Rechercher
Rechercher

La Consolidation de la paix au Liban - Août 2019

La « Kandaka » libanaise

Ala’ Saleh est l’icône de la révolution soudanaise, également nommée « Kandaka » du fait qu’elle représente les courageuses Soudanaises qui ont participé au soulèvement contre l’injustice et en faveur de la démocratie. Le nom de Ala’ restera gravé dans les mémoires comme un symbole qui dépasse les frontières du Soudan. Cette icône concentre en elle le parcours de milliers de « kandakas » rebelles, militantes, grévistes de la faim, ou encore détenues. Des femmes venues de partout, engagées dans une même marche contre l’injustice, manifestant dans les rues pour revendiquer le droit à la dignité et à la paix. Mais en fin de compte, l’histoire ne leur a pas rendu justice et a occulté le rôle qu’elles ont joué dans l’édification de la paix.

© Illustration de Mona Abi Wardé

Les conclusions que l’on peut tirer de l’expérience soudanaise s’appliquent au cas libanais à différentes époques, et au rôle qu’y a joué la femme libanaise à travers son action militante.

L’activisme des femmes a commencé avec la création de l’entité libanaise dans son acception politique, soit entre la proclamation de l’indépendance et l’éclatement de la guerre civile au milieu des années 70 : durant cette période, les femmes ont participé aux actions de libération nationale. Après cela est survenue la crise ouverte, de 1975 à la date d’adoption de l’accord de Taëf : les femmes n’ont participé ni à l’élaboration de ce texte ni aux tentatives ultérieures de l’appliquer. Durant les années de guerre, beaucoup de femmes ont porté les armes et se sont impliquées dans les combats internes, alors que d’autres ont préféré adopter une approche opposée, en jouant un rôle dans la préservation de ce qui restait du tissu social libanais. D’autres encore ont assumé seules des responsabilités familiales en l’absence des hommes, occupés au combat, décédés ou disparus. Sans compter les femmes qui ont participé à la résistance contre l’occupation israélienne.

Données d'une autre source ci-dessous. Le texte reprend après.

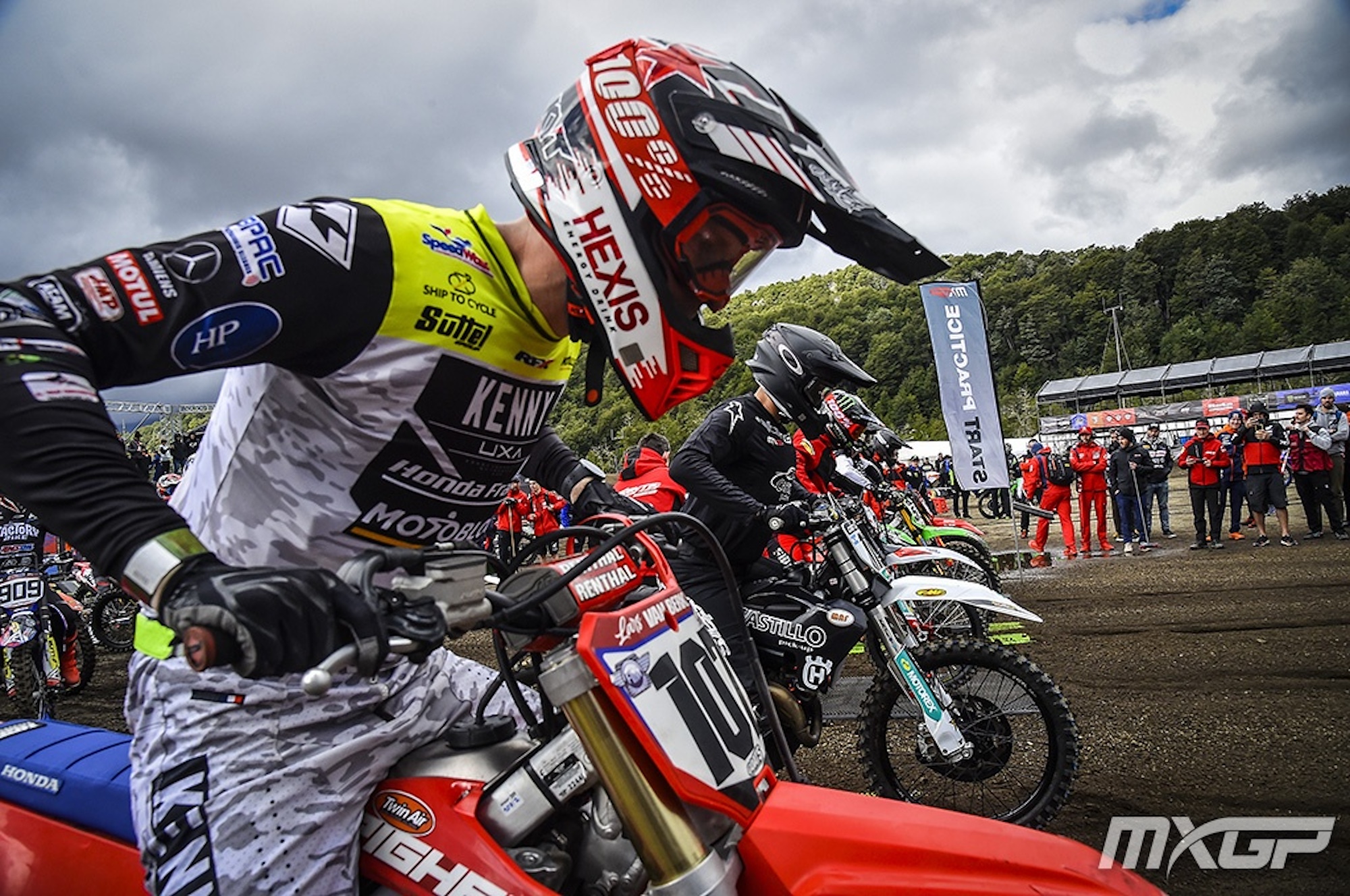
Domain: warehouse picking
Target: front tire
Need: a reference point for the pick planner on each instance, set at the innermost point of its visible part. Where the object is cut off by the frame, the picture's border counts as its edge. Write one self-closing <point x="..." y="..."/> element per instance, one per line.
<point x="114" y="620"/>
<point x="1027" y="743"/>
<point x="32" y="697"/>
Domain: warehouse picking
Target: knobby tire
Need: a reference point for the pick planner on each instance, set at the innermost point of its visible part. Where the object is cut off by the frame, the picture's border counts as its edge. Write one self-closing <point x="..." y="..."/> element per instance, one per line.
<point x="1027" y="740"/>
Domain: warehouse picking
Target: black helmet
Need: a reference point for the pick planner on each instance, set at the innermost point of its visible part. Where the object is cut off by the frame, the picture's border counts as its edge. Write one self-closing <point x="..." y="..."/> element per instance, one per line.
<point x="797" y="366"/>
<point x="847" y="418"/>
<point x="662" y="177"/>
<point x="885" y="443"/>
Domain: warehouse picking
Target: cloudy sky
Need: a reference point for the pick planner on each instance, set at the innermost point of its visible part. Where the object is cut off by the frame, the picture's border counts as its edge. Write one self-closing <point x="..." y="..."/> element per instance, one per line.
<point x="977" y="125"/>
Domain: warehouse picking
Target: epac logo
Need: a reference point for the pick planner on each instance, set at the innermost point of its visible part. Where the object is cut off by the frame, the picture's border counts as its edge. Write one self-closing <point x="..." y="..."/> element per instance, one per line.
<point x="1260" y="852"/>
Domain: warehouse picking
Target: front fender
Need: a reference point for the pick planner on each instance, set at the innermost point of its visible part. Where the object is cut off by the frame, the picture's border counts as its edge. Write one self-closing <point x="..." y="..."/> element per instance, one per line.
<point x="812" y="841"/>
<point x="927" y="589"/>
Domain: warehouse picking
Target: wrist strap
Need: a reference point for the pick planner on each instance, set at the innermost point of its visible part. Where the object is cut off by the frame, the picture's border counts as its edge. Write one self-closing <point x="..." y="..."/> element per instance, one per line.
<point x="155" y="563"/>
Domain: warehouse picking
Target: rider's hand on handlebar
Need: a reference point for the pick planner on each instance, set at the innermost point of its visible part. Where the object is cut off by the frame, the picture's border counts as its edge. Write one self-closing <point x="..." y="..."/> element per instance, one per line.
<point x="281" y="620"/>
<point x="599" y="496"/>
<point x="790" y="517"/>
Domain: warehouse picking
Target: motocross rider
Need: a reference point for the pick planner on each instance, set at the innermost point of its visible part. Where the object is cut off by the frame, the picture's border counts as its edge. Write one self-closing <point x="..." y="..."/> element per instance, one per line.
<point x="740" y="470"/>
<point x="392" y="369"/>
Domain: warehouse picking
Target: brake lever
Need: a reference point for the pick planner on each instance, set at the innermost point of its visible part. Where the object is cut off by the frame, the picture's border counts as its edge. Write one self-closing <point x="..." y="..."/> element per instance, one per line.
<point x="319" y="681"/>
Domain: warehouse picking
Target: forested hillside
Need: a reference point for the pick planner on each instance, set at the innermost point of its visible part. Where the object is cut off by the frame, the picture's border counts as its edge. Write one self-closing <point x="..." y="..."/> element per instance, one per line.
<point x="1253" y="280"/>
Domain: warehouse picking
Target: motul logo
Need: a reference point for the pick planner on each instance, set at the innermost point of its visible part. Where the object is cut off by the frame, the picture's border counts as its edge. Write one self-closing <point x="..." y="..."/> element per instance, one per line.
<point x="137" y="287"/>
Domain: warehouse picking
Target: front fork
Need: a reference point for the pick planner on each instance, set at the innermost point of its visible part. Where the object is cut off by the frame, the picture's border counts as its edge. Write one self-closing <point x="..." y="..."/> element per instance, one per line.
<point x="654" y="817"/>
<point x="925" y="692"/>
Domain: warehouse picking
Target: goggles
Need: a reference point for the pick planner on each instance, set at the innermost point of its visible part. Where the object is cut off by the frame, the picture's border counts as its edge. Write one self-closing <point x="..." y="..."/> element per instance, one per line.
<point x="718" y="252"/>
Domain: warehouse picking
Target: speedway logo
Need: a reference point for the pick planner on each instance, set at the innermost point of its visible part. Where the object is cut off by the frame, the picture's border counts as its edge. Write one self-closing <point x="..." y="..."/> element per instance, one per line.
<point x="1309" y="835"/>
<point x="456" y="248"/>
<point x="418" y="862"/>
<point x="32" y="779"/>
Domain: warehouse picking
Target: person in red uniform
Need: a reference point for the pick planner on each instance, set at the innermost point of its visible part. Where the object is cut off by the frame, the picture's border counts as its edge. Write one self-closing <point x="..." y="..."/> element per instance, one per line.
<point x="1054" y="497"/>
<point x="1089" y="462"/>
<point x="1204" y="459"/>
<point x="1263" y="441"/>
<point x="511" y="522"/>
<point x="545" y="507"/>
<point x="647" y="477"/>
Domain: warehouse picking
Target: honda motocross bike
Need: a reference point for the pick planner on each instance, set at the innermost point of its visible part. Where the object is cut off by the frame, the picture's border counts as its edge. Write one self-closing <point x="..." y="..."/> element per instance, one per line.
<point x="959" y="723"/>
<point x="109" y="613"/>
<point x="33" y="613"/>
<point x="643" y="773"/>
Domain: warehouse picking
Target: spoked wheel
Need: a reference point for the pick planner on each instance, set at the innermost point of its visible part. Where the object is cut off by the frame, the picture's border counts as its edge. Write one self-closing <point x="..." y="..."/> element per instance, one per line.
<point x="32" y="697"/>
<point x="114" y="620"/>
<point x="1024" y="737"/>
<point x="946" y="620"/>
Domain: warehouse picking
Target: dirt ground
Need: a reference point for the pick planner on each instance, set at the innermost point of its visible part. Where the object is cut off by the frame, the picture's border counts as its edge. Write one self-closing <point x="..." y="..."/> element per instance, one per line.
<point x="1208" y="685"/>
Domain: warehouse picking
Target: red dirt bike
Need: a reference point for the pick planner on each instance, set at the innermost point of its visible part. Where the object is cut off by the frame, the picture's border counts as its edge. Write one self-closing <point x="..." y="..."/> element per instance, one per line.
<point x="645" y="773"/>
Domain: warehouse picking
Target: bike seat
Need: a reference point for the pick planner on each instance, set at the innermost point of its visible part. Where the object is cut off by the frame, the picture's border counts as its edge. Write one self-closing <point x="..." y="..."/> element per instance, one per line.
<point x="70" y="773"/>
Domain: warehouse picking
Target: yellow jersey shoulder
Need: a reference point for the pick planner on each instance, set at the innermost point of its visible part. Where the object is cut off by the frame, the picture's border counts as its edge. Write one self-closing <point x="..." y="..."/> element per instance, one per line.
<point x="457" y="288"/>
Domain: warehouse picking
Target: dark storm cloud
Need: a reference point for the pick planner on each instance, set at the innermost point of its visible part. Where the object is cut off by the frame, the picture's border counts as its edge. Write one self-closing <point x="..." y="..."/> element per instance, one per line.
<point x="1293" y="107"/>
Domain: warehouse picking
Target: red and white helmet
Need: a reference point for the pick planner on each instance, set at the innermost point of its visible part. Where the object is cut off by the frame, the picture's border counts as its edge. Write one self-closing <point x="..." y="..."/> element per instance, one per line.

Après que la guerre eut épuisé tous les belligérants, le nouveau pacte national connu sous le nom de Document d’entente nationale (accord de Taëf) a installé une nouvelle ère fondée sur un système politique obéissant à logique du « ni vainqueur ni vaincu », qui a mis un terme à la guerre sans vraiment instaurer la paix et la stabilité jusqu’à ce jour. Une formule à laquelle n’ont pas contribué les femmes qui avaient participé à la guerre ou qui en étaient imprégnées.

Dans la période de l’après-Taëf, le pays a connu de nombreux tournants politiques, sécuritaires et militaires, notamment l’assassinat du Premier ministre libanais Rafic Hariri, les manifestations géantes, le retrait des troupes syriennes du Liban, la division des Libanais en deux nouveaux camps, ainsi que d’autres assassinats et incidents sécuritaires qui ont culminé le 7 mai 2008. Le compromis de Doha a permis d’éviter une nouvelle guerre, mais c’était un compromis temporaire qui n’a pas traité le fond de la crise dont souffre le système libanais. Une fois de plus, les femmes n’ont pas participé à son élaboration.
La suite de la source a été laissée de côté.